وَبُسَّتِ الْجِبَالُ بَسًّا
Ve bussetil cibâlu bessâ(bessen).
ve busset(i) | : ve ufalandı, dağıtıldı, parçalandı (dağların gravitasyon bağları koparıldı) |
el cibâlu | : dağlar |
bessen | : ufalanarak, parçalanarak, toz haline gelerek |
Diyanet İşleri = (3-7) Yeryüzü şiddetle sarsıldığı, dağlar parça parça dağılıp saçılmış toz olduğu ve siz de üç sınıf olduğunuz zaman, O, (kimini) yükseltir, (kimini) alçaltır.
Abdulbaki Gölpınarlı = Ve dağlar, paramparça olunca.
Abdullah Parlıyan = ve dağlar ufalana ufalana,
Adem Uğur = Dağlar parçalandığı,
Ahmed Hulusi = Dağlar (bedendeki organlar) hurdahaş edildiğinde,
Ahmet Tekin = Dağlar parçalanıp toz duman olarak serpilir.
Ahmet Varol = Dağlar bir serpilişle serpildiği,
Ali Bulaç = Ve dağlar darmadağın olup ufalandığı,
Ali Fikri Yavuz = Ve dağlar (toz halinde) bir serpiliş serpilince,
Ali Ünal = Dağlar parçalanıp darmadağın edildiği
Bayraktar Bayraklı = (4-7) Yer şiddetle sarsıldığında, dağlar paramparça olup, etrafa saçılan toz haline geldiğinde ve sizler de üç sınıfa ayrıldığınızda.
Bekir Sadak = (4-7) Ey insanlar! Yer sarsildikca sarsildigi, daglar ufalandikca ufalanip da toz duman haline geldigi zaman, siz de uc sinif olursunuz.
Celal Yıldırım = (5-6) Dağlar tuz-buz olup parçalandığı, toz halinde dağıldığı zaman,
Cemal Külünkoğlu = (4-7) Yeryüzü şiddetli bir sarsıntıyla sarsıldığı ve dağlar paramparça olup, toz toprak haline geldiği zaman, sizler üç sınıfa ayrılırsınız.
Diyanet İşleri (eski) = (4-7) Ey insanlar! Yer sarsıldıkça sarsıldığı, dağlar ufalandıkça ufalanıp da toz duman haline geldiği zaman, siz de üç sınıf olursunuz.
Diyanet Vakfi = Dağlar parçalandığı,
Edip Yüksel = Ve dağların paramparça edileceği zaman,
Elmalılı Hamdi Yazır = Dağlar bir serpiliş serpildiği
Elmalılı (sadeleştirilmiş) = dağlar serpildikçe serpildiği,
Elmalılı (sadeleştirilmiş-2) = Dağlar serpildikçe serpildiği
Gültekin Onan = Ve dağlar darmadağın olup ufalandığı,
Harun Yıldırım = Ve dağlar parça parça ufalandığı zaman,
Hasan Basri Çantay = dağlar didik didik parçalanmışdır,
Hayrat Neşriyat = (4-6) (Ey insanlar!) Yer (şiddetli) bir sarsılışla sarsıldığı, dağlar ufalandıkça ufalanıp yayılmış toz toprak hâline geldiği zaman!

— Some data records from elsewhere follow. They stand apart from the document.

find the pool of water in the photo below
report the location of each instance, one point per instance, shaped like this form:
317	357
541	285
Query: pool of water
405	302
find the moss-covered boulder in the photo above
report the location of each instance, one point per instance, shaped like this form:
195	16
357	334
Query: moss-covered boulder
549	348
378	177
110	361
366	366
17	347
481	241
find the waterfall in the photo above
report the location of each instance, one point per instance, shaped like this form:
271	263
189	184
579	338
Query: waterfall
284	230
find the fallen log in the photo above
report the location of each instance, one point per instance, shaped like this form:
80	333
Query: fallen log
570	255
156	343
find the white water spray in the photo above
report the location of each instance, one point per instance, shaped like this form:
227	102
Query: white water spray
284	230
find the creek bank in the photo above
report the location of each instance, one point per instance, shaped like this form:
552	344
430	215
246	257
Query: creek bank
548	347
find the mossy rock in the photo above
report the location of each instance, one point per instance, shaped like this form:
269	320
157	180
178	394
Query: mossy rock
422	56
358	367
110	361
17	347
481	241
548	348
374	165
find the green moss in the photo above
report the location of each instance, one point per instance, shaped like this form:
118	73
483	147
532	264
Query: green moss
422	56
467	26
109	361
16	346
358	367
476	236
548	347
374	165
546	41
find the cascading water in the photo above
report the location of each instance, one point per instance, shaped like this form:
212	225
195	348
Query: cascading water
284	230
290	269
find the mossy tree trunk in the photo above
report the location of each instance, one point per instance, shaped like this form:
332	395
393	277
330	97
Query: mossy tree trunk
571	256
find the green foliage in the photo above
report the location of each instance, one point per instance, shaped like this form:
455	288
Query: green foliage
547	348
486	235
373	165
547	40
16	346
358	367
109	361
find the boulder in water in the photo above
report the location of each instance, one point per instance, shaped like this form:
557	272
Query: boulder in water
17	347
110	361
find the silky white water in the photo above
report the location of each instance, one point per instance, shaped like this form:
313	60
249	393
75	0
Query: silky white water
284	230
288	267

İbni Kesir = Dağlar, ufalandıkça ufalandığı;
Kadri Çelik = Ve dağlar darmadağın olup ufalandığı.
Muhammed Esed = ve dağlar ufalana ufalana,
Mustafa İslamoğlu = ve dağlar paramparça olup
Ömer Nasuhi Bilmen = (4-6) O zaman yer, şiddetli bir sarsıntı ile sarsılmıştır. Ve dağlar parçalanmakla parçalanmıştır. Artık (dağlar) dağılmış, toz haline gelmiştir.
Ömer Öngüt = Dağlar parçalandığı zaman!
Şaban Piriş = Dağlar paramparça olduğu
Sadık Türkmen = Dağlar serpildikçe serpildiği,
Seyyid Kutub = Dağlar paramparça olup,
Suat Yıldırım = Dağlar darmadağın edilip parçalandığı,
Süleyman Ateş = Dağlar serpildikçe serpildiği,
Tefhim-ul Kuran = Ve dağlar darmadağın olup ufalandığı,
Ümit Şimşek = Dağlar paramparça olduğunda,
Yaşar Nuri Öztürk = Dağlar bir serpilişle serpildiğinde,
İskender Ali Mihr = Ve dağlar ufalanarak parçalanmıştır.